AI Demystified #3 - Neural Networks Explained
Did you listen to someone say "neural networks" and you are thinking "What?" The answer is found here.
Welcome back to Tech Break by Friday. I’m Paraskevi Kivroglou, and this is episode 3 in our AI Demystified series. Today, we’re talking about a powerful term in the AI world: neural networks. Most people listen to the term and wonder what it is. So let’s dive into the episode and figure it out.
Part 1: What is a Neural Network?
A neural network is a computational model inspired by the human brain—but let's be crystal clear from the start: it's inspired by biology, not a digital copy of it. This difference matters because one of the biggest misunderstandings is that these systems think like humans do.
Picture a network of nodes—we'll call them neurons—connected in layers. Each connection has a weight, which means that it gives that specific node a more important or less meaning. When you feed data into the network, it passes through these neurons layer by layer, getting transformed and refined along the way.
Without special mathematical functions called activation functions, neural networks would be limited to simple, straight-line relationships, like saying house prices only go up with size. Activation functions introduce complexity, allowing networks to learn curved, intricate patterns, like understanding that house prices depend on size, location, neighbourhood quality, and dozens of other factors in complex ways.
Think of activation functions as decision-makers in each neuron. They ask: "Is this information important enough to pass along?" This simple question, repeated millions of times across the network, enables the system to learn incredibly sophisticated patterns.
Part 2: Anatomy of a Neural Network
Most neural networks have three types of layers:
Input Layer: where data enters.
Hidden Layers: where processing happens.
Output Layer: where the result comes out.
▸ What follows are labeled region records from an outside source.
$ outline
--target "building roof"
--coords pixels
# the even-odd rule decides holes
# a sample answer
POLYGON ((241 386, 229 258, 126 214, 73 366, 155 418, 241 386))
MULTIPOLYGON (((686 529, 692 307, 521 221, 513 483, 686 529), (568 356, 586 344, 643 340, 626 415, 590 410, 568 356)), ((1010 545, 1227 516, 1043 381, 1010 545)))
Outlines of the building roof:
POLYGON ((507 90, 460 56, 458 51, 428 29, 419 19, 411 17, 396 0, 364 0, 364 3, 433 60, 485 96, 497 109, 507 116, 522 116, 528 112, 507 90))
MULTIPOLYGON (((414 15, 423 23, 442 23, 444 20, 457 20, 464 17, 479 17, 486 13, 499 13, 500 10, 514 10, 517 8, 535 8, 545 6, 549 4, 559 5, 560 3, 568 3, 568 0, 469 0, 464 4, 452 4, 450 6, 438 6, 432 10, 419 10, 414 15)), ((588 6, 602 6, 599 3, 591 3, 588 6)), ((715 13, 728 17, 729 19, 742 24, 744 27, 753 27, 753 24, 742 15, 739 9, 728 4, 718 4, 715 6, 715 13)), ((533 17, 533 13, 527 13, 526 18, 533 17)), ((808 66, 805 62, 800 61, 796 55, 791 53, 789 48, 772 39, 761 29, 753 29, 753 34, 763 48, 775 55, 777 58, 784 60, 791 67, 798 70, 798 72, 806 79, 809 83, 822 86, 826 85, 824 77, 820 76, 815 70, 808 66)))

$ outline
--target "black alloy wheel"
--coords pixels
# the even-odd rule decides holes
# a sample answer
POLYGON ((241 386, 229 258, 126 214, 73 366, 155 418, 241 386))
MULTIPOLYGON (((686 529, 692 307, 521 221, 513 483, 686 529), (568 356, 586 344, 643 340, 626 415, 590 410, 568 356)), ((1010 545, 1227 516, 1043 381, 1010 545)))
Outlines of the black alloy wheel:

Think of it like making coffee:
The beans (raw data) go in.
They’re ground and brewed (hidden layers).
Then you get your espresso (output).
Each layer refines the input further, extracting more sophisticated features. Early layers might detect basic patterns, like edges in images or simple word combinations in text. Deeper layers recognise complex structures, like faces, objects, or nuanced language meaning.
Part 3: Learning Through Experience
Neural networks learn through a process called training. First, they make a guess—say, recognizing a cat in an image. If they get it wrong, they use a method called backpropagation to correct themselves.
Step 1: Forward Pass
The network makes a prediction—say, identifying a cat in an image.
Step 2: Error Calculation
A loss function measures how wrong the prediction was. Think of this as a very precise grading system.
Step 3: Backpropagation
Here's where the magic happens. The network traces back through every connection, asking: "How much did each connection contribute to this error?" It's like a detective investigating which decisions led to a mistake.
Step 4: Weight Adjustment
Using algorithms like gradient descent, the network adjusts millions of connection weights simultaneously—like fine-tuning a massive orchestra where every musician adjusts their performance based on the overall sound.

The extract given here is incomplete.